At first I hoped the ring could be reinstated, back on my finger, my by then ex-wife back with me, remarried. But as my children grew up, far away, with yet another step-sibling, that dream faded into the truth. It was really over for us. I had behaved too badly and now I had to take my knocks and get on with my life.

Later, I kept the ring as a memory of what had been, and of what then might have been. But of course it hadn’t.

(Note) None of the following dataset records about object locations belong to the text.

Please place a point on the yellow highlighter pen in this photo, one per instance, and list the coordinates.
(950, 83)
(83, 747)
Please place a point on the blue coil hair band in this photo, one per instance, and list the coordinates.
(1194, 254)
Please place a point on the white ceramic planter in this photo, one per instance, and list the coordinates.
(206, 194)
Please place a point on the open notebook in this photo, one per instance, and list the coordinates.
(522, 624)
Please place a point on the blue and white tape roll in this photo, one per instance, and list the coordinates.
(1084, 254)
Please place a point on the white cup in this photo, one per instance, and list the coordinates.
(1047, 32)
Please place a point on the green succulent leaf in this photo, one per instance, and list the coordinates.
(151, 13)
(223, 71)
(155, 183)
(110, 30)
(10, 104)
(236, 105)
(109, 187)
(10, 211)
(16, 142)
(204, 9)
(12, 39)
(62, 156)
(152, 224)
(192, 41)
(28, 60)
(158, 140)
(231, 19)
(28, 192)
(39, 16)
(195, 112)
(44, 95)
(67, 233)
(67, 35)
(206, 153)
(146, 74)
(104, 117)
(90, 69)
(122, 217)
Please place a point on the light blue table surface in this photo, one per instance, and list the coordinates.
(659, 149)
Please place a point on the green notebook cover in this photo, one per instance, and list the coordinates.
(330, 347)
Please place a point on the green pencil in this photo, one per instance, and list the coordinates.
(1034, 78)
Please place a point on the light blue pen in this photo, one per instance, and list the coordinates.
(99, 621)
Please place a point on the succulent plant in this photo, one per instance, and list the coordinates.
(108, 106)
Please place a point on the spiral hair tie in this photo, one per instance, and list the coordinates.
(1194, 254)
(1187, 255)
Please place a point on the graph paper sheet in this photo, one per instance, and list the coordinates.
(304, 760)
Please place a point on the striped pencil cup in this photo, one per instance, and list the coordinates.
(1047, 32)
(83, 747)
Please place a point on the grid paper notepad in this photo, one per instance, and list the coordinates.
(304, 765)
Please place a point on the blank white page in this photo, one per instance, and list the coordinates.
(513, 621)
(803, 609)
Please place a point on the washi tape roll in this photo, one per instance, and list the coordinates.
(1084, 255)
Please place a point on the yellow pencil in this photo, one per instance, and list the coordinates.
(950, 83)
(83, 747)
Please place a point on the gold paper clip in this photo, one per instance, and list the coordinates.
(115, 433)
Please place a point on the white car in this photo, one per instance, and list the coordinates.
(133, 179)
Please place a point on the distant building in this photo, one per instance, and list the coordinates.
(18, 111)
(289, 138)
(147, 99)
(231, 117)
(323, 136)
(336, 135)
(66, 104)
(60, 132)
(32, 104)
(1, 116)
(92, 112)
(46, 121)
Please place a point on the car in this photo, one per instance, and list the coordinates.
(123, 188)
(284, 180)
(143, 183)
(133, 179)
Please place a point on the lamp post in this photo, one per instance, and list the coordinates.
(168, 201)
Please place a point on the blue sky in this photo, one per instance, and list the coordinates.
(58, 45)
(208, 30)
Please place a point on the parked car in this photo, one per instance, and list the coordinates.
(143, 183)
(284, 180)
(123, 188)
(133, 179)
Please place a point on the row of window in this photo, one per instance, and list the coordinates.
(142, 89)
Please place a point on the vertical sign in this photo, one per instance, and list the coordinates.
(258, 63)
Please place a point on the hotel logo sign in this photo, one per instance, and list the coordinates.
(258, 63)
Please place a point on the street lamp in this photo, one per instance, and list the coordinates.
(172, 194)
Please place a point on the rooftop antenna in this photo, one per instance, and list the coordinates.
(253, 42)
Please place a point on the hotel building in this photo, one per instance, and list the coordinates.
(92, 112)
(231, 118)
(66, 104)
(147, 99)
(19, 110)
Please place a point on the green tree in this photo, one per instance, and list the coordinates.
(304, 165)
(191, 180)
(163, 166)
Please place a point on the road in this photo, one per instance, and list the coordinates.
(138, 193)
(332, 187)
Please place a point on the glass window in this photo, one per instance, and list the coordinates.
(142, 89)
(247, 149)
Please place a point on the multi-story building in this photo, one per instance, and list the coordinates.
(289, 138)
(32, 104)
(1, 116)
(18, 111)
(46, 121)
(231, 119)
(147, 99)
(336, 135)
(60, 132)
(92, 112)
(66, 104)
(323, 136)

My second wife, never a fool, when driven to fury or despair with my failings, more than once capped her complaint with the claim that I was treating her not only as second wife, but also as second best wife. Of course it wasn’t true. I told her so. She was the only woman for me. I now never looked at or thought about any other woman, past or present. And as far as I knew my heart, I spoke the truth.

But I kept the ring.

What fog and grey shadows must have twisted in the corners of my mind, that I could tell her those things as the truth, and be so certain. And how better she must have understood, not even knowing about the ring, of life and of her husband, to have so accurately accused me. But then, women read men so clear, from the outside, seeing patterns which from within are merest shadowed corners and wisps of mist.

Like the ring.

Slowly I aged. My profession flourished, I reached the target I had aimed at so long before. As ever, the journey held more than the arrival. For a few mature years, I practised what I had prepared so long to achieve. With some satisfaction I applied my skills, but hated the long hours, the travel, and the social isolation that, as they said, went with the territory. Perhaps that was what destroyed the second marriage.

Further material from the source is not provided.